Track Notes Other luncheon guests were Czechoslovakia’s Imrich Bugar, who was ranked second in the world in the discus in 1985, and sprinter Nellie Cooman of the Netherlands, the world indoor record-holder at 7.00 seconds for 60 meters. Both will compete in Saturday’s meet. Cooman, who beat East Germany’s Marlies Gohr in the European indoor meet, is trying to sustain her speed for 100 meters. . . . Joaquim Cruz of Brazil has tendinitis in his left leg and has withdrawn for the mile in Saturday’s Pepsi Invitational and will be sidelined indefinitely. . . . The State junior college meet will be held Friday and Saturday at Mt. San Antonio College. . . . A track clinic will be held Friday at UCLA starting at 4 p.m. Featured athletes include Valerie Brisco-Hooks, Greg Foster, Billy Olson and Edwin Moses.
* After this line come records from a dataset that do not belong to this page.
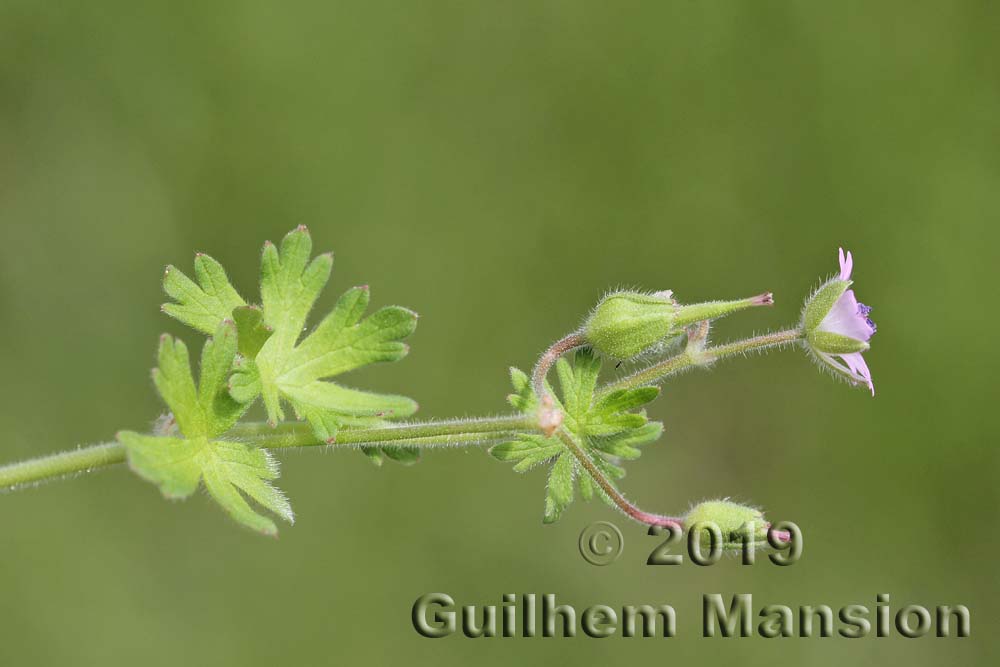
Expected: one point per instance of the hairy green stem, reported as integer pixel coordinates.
(450, 433)
(614, 494)
(446, 433)
(63, 464)
(704, 357)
Harrison Dillard, winner of four Olympic track gold medals, was critical of Moses’ claim that the intermediate hurdler has a 109-race winning streak. Dillard, who once had a winning streak of 82 races, said in New York that his victories were all finals. “We never counted heats and semifinals as victories, as Edwin does,” he said. “What’s more Edwin includes only one event, the 400-meter hurdles, in his streak. I consider my record more valid.” Dillard won Olympic gold medals in the 100 meters in 1948 and the 110-meter high hurdles in 1952 and was a member of the U.S. 400-meter relay teams in both of those Games. Moses’ streak, counting finals only, is 94. It began in 1977. Moses’ contract negotiator, Gordon Baskin, has said previously, “If Edwin lost a heat race, it would be presumed that his streak is over.”